Jejunal and ileal specimens were obtained from seven normal dogs autotransplanted (auto-Tx) at five intervals: 7 days (n = 6), 1 (n = 7), 3 (n = 6), 6 (n = 6), and 12 (n = 6) months. In allotransplanted (allo-Tx) models, the entire length of jejunum and ileum was flushed and switched between two dogs simultaneously. For the acute rejection model (n = 8), no immunosuppression was given. A laparotomy was performed to remove specimens 7 to 11 days postoperatively, when the dog showed general weakness, persistent vomiting, severe diarrhea, or bloody stool. The other allo-Tx group survived more than 2 months with an FK 506 maintenance dose of 0.1 mg/kg. When they presented with clinical signs of rejection, general weakness, abdominal distention, persistent vomiting, severe diarrhea, or more than 30% loss of body weight, dogs underwent laparotomy with inhalation anesthesia and had specimens removed. The presence of chronic rejection was conclusively determined by histopathologic analysis including the presence of a hallmark change of obliterative arteriopathy.3 Tissues in the studies were obtained from five dogs fit to this criteria, ranging from 80 to 696 postoperative days.
Indirect immunohistochemistry was used to examine the intensity of tyrosine hydroxylase (TH) as an example of an extrinsic neuron. Neuropeptide Y (NPY), substance P (SP), and calcitonin gene-related peptide (CGRP) staining of neurofibers had mixed extrinsic and intrinsic origins. Vasoactive intestinal peptide (VIP), galanin (GAL), gastrin-releasing peptide (GRP), L-enkephalin (L-ENK), and somatostatin (SOM) neurons were examined as examples of intrinsic neurons. Results were expressed on a qualitative scale of 0 to +3 in seven separate intestinal fields. Nitric oxide synthase histochemistry using the NADPH diaphorase technique was used to examine the intensity and morphology of the myenteric plexus, and expressed as the number of positive nerve cells per ganglion area evaluated.

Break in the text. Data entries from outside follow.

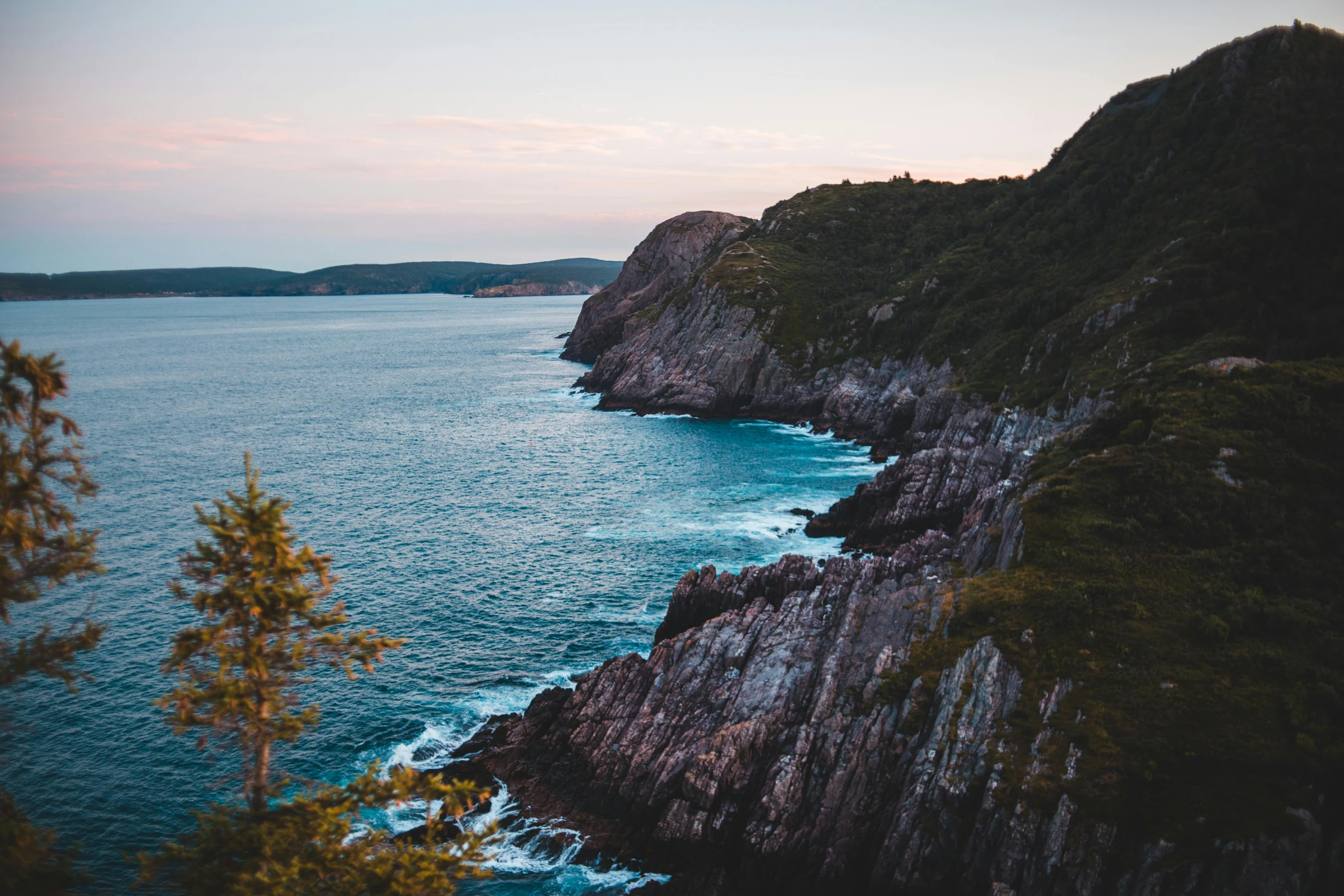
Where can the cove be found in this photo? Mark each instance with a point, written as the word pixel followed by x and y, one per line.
pixel 472 501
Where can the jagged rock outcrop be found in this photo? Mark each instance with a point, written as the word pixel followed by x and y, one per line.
pixel 764 746
pixel 665 261
pixel 567 288
pixel 755 754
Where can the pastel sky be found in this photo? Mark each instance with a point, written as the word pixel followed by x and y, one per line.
pixel 301 135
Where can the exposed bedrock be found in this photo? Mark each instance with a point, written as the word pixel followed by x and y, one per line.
pixel 665 261
pixel 757 750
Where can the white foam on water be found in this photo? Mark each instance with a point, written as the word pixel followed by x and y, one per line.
pixel 530 847
pixel 527 845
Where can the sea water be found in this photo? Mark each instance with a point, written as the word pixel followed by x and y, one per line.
pixel 472 501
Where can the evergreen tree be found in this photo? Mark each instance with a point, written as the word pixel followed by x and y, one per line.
pixel 41 547
pixel 240 672
pixel 39 543
pixel 309 845
pixel 264 626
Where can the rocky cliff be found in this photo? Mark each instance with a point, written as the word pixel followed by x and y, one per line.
pixel 1096 645
pixel 569 288
pixel 663 262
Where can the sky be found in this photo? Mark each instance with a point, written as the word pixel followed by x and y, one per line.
pixel 304 135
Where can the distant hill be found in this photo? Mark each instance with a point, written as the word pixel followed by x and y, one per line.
pixel 151 281
pixel 435 277
pixel 344 280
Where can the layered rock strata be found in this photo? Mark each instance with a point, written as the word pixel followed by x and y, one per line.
pixel 663 262
pixel 757 748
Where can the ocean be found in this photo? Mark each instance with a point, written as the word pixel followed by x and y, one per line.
pixel 474 503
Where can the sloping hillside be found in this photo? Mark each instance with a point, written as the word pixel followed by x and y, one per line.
pixel 1093 641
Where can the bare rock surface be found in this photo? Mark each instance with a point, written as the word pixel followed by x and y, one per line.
pixel 665 261
pixel 755 750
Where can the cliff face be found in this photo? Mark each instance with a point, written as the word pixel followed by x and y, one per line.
pixel 1099 649
pixel 570 288
pixel 665 261
pixel 755 752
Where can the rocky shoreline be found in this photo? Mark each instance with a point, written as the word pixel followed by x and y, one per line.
pixel 755 750
pixel 846 727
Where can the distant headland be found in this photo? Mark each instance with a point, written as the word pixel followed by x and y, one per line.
pixel 561 277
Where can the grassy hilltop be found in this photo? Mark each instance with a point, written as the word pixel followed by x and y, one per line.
pixel 1183 559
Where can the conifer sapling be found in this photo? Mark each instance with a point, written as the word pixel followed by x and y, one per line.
pixel 264 626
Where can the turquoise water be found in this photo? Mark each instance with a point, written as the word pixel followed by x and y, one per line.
pixel 472 501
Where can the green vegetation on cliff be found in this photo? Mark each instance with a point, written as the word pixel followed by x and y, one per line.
pixel 1182 567
pixel 1182 559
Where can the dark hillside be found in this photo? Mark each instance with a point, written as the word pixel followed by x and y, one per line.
pixel 435 277
pixel 1182 558
pixel 1208 205
pixel 1113 398
pixel 344 280
pixel 154 281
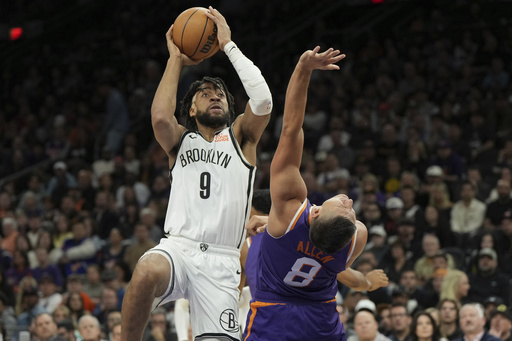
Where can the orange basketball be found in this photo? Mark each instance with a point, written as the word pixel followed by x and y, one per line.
pixel 195 34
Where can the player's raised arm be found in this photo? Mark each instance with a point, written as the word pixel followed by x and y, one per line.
pixel 165 125
pixel 248 127
pixel 286 181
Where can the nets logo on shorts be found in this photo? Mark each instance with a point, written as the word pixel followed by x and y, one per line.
pixel 228 321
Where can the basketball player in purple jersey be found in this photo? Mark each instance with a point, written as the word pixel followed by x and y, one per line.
pixel 305 248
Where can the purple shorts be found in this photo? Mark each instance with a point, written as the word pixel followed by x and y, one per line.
pixel 287 321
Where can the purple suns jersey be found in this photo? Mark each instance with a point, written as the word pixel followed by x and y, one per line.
pixel 291 269
pixel 251 262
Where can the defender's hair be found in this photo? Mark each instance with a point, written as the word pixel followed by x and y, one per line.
pixel 331 234
pixel 186 102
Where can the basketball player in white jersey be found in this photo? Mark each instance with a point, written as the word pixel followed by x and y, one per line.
pixel 212 163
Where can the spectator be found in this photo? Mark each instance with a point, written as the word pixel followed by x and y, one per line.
pixel 66 330
pixel 455 286
pixel 117 118
pixel 62 231
pixel 19 270
pixel 438 225
pixel 28 305
pixel 103 167
pixel 76 306
pixel 7 316
pixel 104 215
pixel 504 238
pixel 109 301
pixel 401 322
pixel 116 332
pixel 61 181
pixel 113 251
pixel 467 215
pixel 158 327
pixel 141 244
pixel 501 323
pixel 424 328
pixel 9 234
pixel 472 322
pixel 424 266
pixel 377 242
pixel 50 297
pixel 394 214
pixel 395 260
pixel 93 286
pixel 449 319
pixel 78 251
pixel 113 318
pixel 384 318
pixel 488 280
pixel 496 208
pixel 89 328
pixel 74 284
pixel 148 218
pixel 109 278
pixel 366 327
pixel 47 269
pixel 45 328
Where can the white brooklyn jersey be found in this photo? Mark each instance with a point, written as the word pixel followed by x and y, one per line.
pixel 211 190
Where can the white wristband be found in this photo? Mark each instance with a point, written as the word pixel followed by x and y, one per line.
pixel 260 98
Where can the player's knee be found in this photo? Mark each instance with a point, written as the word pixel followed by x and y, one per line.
pixel 151 271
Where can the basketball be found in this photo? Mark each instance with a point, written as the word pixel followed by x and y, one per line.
pixel 195 34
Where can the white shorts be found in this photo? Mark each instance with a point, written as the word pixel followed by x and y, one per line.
pixel 208 276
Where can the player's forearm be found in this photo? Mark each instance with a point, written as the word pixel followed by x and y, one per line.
pixel 164 102
pixel 260 97
pixel 296 98
pixel 354 280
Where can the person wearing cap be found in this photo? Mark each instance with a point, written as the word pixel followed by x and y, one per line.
pixel 89 328
pixel 488 279
pixel 501 323
pixel 472 323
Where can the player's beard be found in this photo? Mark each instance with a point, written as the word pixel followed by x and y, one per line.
pixel 212 121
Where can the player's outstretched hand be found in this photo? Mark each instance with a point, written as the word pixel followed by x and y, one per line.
pixel 312 60
pixel 174 51
pixel 256 224
pixel 378 279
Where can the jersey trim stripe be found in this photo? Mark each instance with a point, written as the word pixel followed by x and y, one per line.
pixel 169 292
pixel 216 336
pixel 254 309
pixel 352 244
pixel 238 149
pixel 250 185
pixel 296 217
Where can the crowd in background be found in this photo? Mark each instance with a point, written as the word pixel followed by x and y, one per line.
pixel 416 128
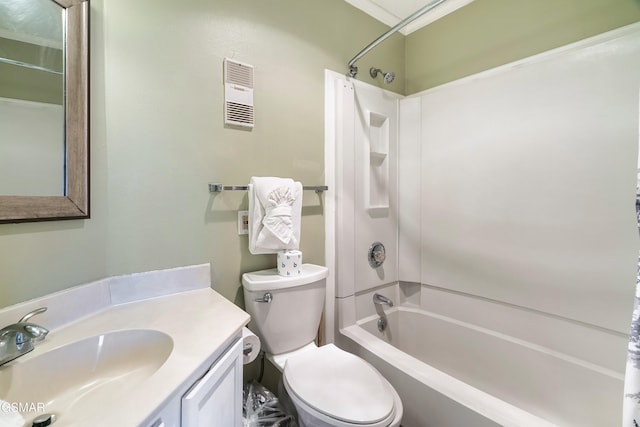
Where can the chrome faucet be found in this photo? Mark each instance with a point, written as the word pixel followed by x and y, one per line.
pixel 381 299
pixel 17 339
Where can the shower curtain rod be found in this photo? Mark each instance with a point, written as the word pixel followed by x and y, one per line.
pixel 353 70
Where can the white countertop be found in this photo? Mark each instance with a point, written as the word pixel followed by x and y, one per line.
pixel 201 323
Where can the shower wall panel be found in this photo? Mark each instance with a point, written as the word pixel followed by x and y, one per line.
pixel 528 177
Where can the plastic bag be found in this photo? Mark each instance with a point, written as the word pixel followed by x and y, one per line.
pixel 261 408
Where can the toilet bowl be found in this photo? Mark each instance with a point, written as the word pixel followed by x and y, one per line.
pixel 328 387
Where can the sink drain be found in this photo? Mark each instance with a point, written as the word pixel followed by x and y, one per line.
pixel 43 420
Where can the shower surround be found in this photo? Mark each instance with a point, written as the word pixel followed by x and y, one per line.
pixel 505 202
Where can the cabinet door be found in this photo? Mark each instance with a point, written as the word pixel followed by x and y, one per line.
pixel 216 400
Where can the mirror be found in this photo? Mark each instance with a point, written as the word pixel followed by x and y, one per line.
pixel 44 148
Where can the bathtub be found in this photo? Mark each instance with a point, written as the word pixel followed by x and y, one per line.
pixel 457 374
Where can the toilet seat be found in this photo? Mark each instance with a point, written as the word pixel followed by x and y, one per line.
pixel 339 388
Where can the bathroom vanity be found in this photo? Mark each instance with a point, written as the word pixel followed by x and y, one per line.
pixel 155 349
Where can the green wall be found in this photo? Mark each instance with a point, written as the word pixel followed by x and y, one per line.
pixel 158 138
pixel 489 33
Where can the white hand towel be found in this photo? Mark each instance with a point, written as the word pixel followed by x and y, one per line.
pixel 10 417
pixel 275 208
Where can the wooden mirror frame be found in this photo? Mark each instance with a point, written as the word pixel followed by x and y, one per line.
pixel 74 204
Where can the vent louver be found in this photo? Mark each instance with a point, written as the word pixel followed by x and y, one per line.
pixel 238 93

TH immunoreactivity in the myenteric plexus and in the muscle layers was reduced to +1 in the auto-Tx 12-month group, and 0 to essentially absent in specimens showing acute rejection. One dog showing chronic rejection had scanty extrinsic reinnervation. The other extrinsic markers including NPY, SP, and CGRP perivascular fibers also showed a similar pattern. VIP reactivity in the myenteric plexus, muscle layers, submucosal plexus, and villi showed a similar pattern in normal and auto-Tx groups. Acute rejection severely reduced VIP expression. There was only +1 fibers in the myenteric plexus, and no evidence of VIP fibers in the muscle layers. In chronic rejection, VIP fibers in the myenteric plexus and muscle layers showed only +2 to +1 staining. Other intrinsic and mixed fibers reactive to SP, GAL, GRP, L-ENK, and SOM as well as VIP showed a similar decreased immunoreactivity. No differences were seen in the density of NO-containing neurons in the myenteric plexus in auto-Tx groups compared to normal dogs. During acute rejection, severe damage to NO neurons occurred, with most specimens showing no cells with NO (8.46 vs 66.64 in auto-Tx 7 days, P < .0001), and rare fibers. In chronic rejection, the number of NO-positive cells was also significantly decreased compared to auto-Tx dogs at 3, 6, or 12 months, which are the time consistent controls (37.5 vs 81.7 at 6 months, P = .007).
These findings indicate that acute and chronic rejection involve the enteric nervous system and cause significant widespread and nonspecific changes including damage to NO neurons when compared to autotransplantation. Thus, altered intestinal function in acute and chronic rejection is also mediated by damage to intrinsic neurons.